A Final Bit of Advice
In parting, I leave you with a final bit of advice author offers to assist with a common complaint of ladies, both then and now.
Ladies always fear to wet their hair, from the difficulty of drying it. But I think that if … the water were allowed to wet the head twice a week, the action of the salt water would prove very beneficial, and prevent the hair from falling off. After the bath, the hair should be wrung and wiped as dry as possible with towels. … until as much of the moisture as possible is absorbed, when it may be dried by the following process, which occupies but a few instants. The body reclines upon a sofa or ottoman, over one extremity of which the wet hair hangs loose. Under the hair is placed either a fire-shovel, or a pan, or a chafing dish, with two or three bits of lighted charcoal. A pinch of powdered benzoin [a gum resin from trees of styrax family] is thrown upon the ignited charcoal, when a thick smoke arises, to receive which equally, the hair is spread open by the attendant maid. In a few seconds the hair becomes quite dry, and is impregnated besides with an agreeable perfume
(The Handbook of bathing, pg. 105-106)
I’m sure you’ll all agree, drying your (long) hair over lit coals sounds like an excellent idea. (And in the back of my head I hear the TV announcer saying ‘This week on A Thousand Ways to Die…). What do you think?
Reference
The hand-book of bathing. 1841. London: William S. Orr & Co. Paternoster Row.

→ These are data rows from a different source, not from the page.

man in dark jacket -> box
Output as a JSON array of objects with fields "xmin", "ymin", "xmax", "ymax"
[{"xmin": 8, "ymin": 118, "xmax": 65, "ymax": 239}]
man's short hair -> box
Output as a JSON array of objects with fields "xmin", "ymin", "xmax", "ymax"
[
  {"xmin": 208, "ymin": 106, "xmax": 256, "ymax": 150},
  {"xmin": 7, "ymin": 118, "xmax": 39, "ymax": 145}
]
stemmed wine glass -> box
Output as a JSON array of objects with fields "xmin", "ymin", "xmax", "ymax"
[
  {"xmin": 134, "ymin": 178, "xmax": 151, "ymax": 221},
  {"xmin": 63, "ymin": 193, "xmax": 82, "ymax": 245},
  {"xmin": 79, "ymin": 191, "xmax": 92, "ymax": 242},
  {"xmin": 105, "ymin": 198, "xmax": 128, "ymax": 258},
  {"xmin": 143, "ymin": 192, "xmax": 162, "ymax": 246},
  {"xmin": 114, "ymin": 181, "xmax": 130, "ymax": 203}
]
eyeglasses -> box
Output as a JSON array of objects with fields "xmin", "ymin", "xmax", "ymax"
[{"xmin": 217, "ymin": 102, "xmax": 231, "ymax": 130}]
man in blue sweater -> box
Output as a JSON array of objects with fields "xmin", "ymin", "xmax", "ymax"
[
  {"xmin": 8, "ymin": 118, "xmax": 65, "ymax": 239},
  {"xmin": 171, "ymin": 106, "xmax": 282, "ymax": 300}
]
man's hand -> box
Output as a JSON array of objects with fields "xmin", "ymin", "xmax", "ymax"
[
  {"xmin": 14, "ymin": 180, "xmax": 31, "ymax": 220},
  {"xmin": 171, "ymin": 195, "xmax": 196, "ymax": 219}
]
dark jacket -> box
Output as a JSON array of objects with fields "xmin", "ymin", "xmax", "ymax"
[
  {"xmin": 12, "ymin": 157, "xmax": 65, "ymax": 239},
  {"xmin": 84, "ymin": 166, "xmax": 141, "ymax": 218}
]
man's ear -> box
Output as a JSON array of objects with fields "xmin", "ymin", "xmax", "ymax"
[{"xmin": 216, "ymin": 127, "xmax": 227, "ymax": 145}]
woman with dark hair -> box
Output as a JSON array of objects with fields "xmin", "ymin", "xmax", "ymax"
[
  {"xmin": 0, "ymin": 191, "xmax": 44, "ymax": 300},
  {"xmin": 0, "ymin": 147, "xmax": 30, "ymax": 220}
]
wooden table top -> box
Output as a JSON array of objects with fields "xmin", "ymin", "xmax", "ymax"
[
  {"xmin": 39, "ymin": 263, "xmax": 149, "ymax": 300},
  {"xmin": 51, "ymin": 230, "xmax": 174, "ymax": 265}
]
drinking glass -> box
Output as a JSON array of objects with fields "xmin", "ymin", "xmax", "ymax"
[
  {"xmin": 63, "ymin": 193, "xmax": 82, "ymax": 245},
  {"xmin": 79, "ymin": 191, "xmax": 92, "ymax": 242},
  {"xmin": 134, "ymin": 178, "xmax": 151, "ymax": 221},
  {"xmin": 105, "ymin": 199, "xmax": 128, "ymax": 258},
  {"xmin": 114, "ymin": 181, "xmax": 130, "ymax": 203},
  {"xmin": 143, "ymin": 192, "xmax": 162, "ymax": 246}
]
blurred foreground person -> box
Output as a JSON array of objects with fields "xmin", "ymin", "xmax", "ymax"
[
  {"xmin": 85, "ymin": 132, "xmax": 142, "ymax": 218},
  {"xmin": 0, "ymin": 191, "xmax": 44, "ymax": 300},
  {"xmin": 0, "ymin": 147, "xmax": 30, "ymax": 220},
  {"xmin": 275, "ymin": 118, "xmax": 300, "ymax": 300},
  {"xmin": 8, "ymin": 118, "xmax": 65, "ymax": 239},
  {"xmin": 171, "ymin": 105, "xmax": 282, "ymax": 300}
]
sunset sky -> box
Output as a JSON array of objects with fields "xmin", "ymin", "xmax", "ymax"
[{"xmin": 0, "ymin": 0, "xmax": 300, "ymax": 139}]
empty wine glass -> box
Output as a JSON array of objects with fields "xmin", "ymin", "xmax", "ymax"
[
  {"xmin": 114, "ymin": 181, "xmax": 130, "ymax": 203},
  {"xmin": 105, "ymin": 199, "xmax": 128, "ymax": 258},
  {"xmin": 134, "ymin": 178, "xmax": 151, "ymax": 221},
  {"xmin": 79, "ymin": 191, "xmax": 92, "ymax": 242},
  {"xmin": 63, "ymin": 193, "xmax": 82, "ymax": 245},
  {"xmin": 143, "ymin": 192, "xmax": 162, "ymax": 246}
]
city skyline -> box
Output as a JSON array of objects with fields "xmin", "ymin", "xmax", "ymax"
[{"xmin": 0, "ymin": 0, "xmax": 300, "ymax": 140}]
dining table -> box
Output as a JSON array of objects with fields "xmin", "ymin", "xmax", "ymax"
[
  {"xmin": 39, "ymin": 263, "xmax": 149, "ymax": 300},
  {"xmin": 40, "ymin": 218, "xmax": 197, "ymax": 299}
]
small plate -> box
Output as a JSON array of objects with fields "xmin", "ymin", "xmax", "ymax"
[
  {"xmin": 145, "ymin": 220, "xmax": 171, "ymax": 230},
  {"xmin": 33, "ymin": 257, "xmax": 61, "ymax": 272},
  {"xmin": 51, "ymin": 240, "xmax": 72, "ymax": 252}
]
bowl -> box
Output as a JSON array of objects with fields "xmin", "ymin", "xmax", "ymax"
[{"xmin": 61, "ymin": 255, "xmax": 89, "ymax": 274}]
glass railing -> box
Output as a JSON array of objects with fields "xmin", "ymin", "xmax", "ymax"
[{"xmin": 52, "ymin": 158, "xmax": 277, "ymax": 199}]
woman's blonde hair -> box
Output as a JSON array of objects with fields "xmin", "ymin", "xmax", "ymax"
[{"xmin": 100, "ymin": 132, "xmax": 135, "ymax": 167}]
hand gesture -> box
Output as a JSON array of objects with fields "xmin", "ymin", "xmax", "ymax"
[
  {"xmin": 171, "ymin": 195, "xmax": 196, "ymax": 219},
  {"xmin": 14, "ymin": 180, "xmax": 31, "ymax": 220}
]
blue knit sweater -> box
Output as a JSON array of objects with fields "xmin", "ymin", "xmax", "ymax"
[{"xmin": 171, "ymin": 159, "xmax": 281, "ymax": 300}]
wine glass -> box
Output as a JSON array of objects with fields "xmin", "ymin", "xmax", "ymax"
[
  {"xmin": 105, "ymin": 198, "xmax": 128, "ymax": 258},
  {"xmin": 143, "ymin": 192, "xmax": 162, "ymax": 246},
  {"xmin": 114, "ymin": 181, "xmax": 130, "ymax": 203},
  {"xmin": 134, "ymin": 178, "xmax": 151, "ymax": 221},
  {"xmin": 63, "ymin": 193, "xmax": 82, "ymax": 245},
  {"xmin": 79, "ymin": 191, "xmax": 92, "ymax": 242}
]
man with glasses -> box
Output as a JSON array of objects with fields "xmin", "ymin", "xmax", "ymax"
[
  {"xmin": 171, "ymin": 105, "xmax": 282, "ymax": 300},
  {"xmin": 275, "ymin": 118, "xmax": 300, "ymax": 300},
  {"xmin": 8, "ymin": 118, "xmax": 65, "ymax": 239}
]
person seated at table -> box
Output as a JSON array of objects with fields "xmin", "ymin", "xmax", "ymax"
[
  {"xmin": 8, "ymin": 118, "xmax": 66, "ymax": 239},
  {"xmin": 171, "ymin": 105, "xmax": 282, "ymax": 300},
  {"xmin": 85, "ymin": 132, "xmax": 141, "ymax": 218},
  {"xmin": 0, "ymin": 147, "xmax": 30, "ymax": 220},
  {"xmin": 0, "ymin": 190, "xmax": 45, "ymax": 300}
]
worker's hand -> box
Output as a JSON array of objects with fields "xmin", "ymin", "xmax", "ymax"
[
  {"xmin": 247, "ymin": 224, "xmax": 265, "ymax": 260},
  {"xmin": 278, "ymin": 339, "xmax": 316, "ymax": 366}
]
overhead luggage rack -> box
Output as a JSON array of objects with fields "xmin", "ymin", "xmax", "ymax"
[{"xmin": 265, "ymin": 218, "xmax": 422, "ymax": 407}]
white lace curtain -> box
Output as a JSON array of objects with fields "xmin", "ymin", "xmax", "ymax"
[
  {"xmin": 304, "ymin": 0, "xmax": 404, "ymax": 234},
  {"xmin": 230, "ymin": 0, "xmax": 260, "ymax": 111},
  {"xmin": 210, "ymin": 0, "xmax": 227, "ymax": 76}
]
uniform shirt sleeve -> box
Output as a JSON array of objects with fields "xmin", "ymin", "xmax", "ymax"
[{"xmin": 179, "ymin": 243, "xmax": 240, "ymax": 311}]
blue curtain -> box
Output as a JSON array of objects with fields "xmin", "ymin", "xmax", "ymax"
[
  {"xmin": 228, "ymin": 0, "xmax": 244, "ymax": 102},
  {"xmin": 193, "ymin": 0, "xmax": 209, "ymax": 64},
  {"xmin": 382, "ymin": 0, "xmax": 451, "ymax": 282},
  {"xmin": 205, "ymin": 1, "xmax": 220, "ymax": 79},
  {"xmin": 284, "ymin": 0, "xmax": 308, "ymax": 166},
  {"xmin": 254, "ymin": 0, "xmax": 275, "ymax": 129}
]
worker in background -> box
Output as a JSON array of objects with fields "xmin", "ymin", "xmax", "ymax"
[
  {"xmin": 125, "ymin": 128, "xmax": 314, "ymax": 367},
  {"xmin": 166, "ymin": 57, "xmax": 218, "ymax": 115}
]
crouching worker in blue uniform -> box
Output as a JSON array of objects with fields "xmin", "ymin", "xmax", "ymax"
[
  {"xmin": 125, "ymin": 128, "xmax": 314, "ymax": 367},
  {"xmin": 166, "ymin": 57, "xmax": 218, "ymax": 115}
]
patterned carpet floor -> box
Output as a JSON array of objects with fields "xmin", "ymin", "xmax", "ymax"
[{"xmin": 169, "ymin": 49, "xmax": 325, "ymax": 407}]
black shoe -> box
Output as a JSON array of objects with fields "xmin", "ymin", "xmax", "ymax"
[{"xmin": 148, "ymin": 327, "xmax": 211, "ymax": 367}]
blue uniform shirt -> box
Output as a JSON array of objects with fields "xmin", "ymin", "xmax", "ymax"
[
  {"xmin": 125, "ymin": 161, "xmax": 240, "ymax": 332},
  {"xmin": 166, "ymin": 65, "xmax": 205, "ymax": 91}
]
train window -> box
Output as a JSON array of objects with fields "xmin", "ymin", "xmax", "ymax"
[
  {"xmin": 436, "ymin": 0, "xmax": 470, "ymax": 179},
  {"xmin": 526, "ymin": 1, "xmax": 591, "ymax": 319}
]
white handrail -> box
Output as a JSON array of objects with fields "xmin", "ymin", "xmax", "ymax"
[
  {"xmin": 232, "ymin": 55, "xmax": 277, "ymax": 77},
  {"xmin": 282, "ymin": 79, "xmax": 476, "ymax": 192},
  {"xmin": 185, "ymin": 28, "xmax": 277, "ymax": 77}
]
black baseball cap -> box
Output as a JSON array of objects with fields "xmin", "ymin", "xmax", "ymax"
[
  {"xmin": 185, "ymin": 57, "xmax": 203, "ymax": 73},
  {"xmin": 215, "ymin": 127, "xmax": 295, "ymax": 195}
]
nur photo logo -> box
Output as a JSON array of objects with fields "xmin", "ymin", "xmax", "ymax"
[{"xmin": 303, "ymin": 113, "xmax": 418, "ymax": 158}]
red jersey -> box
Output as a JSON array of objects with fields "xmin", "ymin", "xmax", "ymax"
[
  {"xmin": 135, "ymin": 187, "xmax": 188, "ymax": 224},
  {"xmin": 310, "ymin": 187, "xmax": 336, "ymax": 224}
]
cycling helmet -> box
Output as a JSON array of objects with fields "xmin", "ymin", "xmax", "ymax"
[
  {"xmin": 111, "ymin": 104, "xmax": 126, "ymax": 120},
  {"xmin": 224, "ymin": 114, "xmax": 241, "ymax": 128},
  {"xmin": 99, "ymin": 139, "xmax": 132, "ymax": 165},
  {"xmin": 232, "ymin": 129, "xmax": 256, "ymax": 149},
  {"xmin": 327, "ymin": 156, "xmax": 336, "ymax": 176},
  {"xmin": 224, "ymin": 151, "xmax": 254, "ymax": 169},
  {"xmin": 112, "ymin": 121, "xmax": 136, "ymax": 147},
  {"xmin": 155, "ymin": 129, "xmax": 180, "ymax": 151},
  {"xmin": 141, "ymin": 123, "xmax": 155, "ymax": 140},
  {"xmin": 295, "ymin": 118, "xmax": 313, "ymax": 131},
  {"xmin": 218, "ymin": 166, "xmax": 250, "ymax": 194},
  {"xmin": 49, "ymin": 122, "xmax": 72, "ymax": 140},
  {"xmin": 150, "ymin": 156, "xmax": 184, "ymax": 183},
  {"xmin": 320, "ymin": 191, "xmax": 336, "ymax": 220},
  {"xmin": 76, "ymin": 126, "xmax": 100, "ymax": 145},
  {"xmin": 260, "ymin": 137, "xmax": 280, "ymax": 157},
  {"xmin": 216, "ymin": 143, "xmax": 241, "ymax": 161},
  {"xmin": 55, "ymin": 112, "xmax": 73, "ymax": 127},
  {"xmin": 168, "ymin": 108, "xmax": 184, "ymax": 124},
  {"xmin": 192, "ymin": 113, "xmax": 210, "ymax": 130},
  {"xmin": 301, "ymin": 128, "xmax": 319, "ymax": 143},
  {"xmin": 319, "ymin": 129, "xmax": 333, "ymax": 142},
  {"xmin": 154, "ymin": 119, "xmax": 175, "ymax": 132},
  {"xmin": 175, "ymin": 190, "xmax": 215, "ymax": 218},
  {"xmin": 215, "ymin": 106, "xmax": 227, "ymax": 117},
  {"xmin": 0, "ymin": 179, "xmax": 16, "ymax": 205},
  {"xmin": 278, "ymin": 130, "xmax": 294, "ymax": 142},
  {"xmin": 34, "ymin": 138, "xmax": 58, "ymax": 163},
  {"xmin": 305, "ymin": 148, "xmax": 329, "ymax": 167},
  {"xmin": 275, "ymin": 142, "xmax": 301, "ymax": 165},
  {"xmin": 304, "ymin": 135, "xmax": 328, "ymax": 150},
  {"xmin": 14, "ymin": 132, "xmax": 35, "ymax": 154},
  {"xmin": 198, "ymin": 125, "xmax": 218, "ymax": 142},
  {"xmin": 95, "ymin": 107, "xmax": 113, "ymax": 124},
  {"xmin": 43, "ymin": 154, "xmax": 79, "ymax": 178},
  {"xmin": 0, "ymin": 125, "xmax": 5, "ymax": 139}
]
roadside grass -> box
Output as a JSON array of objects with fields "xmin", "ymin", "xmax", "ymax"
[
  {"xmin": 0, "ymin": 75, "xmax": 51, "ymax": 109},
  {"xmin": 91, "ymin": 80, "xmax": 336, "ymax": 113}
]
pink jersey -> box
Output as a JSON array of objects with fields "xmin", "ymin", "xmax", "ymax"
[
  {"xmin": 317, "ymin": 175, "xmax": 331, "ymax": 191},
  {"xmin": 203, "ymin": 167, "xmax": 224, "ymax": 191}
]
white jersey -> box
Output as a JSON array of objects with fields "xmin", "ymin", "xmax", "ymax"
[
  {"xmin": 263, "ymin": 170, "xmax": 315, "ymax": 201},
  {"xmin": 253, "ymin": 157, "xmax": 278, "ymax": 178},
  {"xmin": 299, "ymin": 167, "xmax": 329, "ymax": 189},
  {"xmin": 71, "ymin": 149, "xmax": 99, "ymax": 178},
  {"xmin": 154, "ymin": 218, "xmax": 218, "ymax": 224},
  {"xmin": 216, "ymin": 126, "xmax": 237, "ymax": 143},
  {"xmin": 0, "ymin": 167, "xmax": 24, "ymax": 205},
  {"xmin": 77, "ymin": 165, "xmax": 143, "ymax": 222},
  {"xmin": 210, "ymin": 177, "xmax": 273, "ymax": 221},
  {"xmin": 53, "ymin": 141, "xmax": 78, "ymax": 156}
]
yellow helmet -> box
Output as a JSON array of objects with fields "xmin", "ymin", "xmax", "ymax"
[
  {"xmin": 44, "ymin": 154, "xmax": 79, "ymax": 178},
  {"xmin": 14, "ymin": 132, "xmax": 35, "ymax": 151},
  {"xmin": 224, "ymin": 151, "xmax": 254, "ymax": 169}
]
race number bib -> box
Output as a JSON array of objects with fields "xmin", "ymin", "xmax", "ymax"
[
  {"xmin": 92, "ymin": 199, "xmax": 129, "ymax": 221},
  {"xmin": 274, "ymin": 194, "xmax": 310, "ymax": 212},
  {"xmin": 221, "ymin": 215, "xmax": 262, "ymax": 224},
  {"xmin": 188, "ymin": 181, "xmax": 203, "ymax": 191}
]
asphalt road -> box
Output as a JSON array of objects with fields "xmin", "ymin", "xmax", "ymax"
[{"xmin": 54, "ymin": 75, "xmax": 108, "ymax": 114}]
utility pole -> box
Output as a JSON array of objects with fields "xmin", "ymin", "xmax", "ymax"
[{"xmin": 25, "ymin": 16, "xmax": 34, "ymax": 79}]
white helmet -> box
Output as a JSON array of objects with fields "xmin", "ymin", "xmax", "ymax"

Do mothers still warn their children not to go swimming after they eat, because they’ll get cramps? That was certainly the wisdom back in the day, and it’s referenced here!!
Those pictures are hilarious. Sometimes after a warm shower, I will lower the warm water until I can feel the cool but not shockingly cold water. I’ve heard that is very efficacious to one’s health. LOL! Thanks for sharing.